E' indicativa di questo clima la proposta di Bersani, che ha ripetuto in questi giorni e che evidentemente riveste per lui un'importanza fondamentale, di costituire il nuovo Ulivo. Ora l'Ulivo è stata l'alleanza tra le due principali tradizioni riformiste di questo paese, quella socialista e quella cattolica, capace poi di attrarre altre culture politiche, come le forze ambientaliste; l'Ulivo aveva una vocazione maggioritaria, anche se allora non si usava questa formula.

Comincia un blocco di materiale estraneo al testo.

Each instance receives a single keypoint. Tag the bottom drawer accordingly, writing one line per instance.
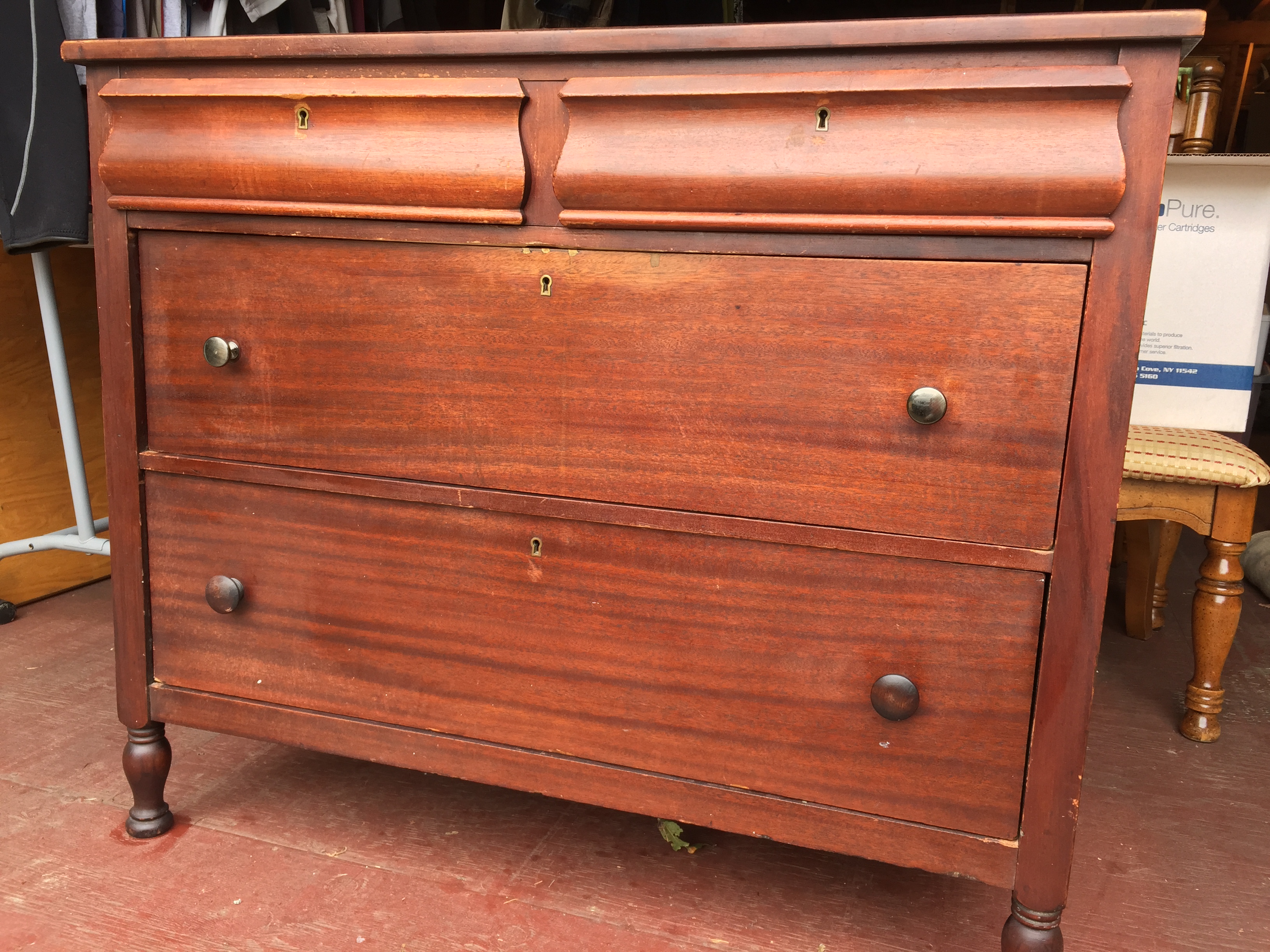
(747, 664)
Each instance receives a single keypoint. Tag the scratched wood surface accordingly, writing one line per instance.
(747, 386)
(1173, 854)
(35, 490)
(455, 146)
(723, 660)
(887, 143)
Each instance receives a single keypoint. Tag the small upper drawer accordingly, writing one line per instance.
(766, 388)
(986, 150)
(405, 149)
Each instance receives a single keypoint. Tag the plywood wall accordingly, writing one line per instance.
(35, 493)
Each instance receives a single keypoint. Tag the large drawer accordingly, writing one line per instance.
(770, 388)
(723, 660)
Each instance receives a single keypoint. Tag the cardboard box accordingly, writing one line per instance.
(1208, 282)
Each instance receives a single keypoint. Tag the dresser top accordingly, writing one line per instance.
(1185, 26)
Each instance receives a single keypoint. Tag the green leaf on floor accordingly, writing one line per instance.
(671, 833)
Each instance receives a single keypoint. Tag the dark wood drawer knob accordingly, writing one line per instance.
(895, 697)
(224, 593)
(928, 405)
(219, 352)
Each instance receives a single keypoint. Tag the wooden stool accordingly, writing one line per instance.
(1175, 478)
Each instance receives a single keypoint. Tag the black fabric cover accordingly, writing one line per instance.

Ora non è molto chiaro cosa sia il nuovo Ulivo di Bersani e soprattutto non è chiaro quali siano i suoi interlocutori: teoricamente il Pd dovrebbe già essere l'alleanza tra i riformismi socialista e cattolico, anzi dovrebbe essere il luogo in cui questi riformismi sono stati superati per unirsi in un nuovo soggetto politico; in questo è naturale la vocazione maggioritaria di cui continua a parlare Veltroni. Il nuovo Ulivo di Bersani invece, includendo l'alleanza con Di Pietro e con i comunisti di Ferrero e Diliberto è molto più simile all'Unione, che pure tutti dicono di voler superare.
Personalmente continuo a pensare che i dirigenti del centrosinistra dovrebbero avere il coraggio di ammettere gli errori che sono stati fatti in questi anni, accettando che l'esperienza del Pd è stato un fallimento e decidendo di aggregarsi in forme diverse da quelle che sono state sperimentate in questi anni e che hanno portato a una sconfitta dietro l'altra. Tra l'altro questa confusione favorisce una tendenza centrifuga nei territori: caso eclatante è quello che sta succedendo in questi stessi giorni nell'assemblea regionale della Sicilia, dove il Pd si appresta a sostenere, insieme a un'improbabile coalizione di centrodestra, una nuova giunta guidata da Raffaele Lombardo. Naturalmente questo processo non esclude - anzi lo dovrebbe espressamente prevedere - che si ricostituisca un'alleanza tra tutte queste nuove forze, che hanno comunque dimostrato, durante il primo governo di Romano Prodi, di offrire una prospettiva riformista a questo paese.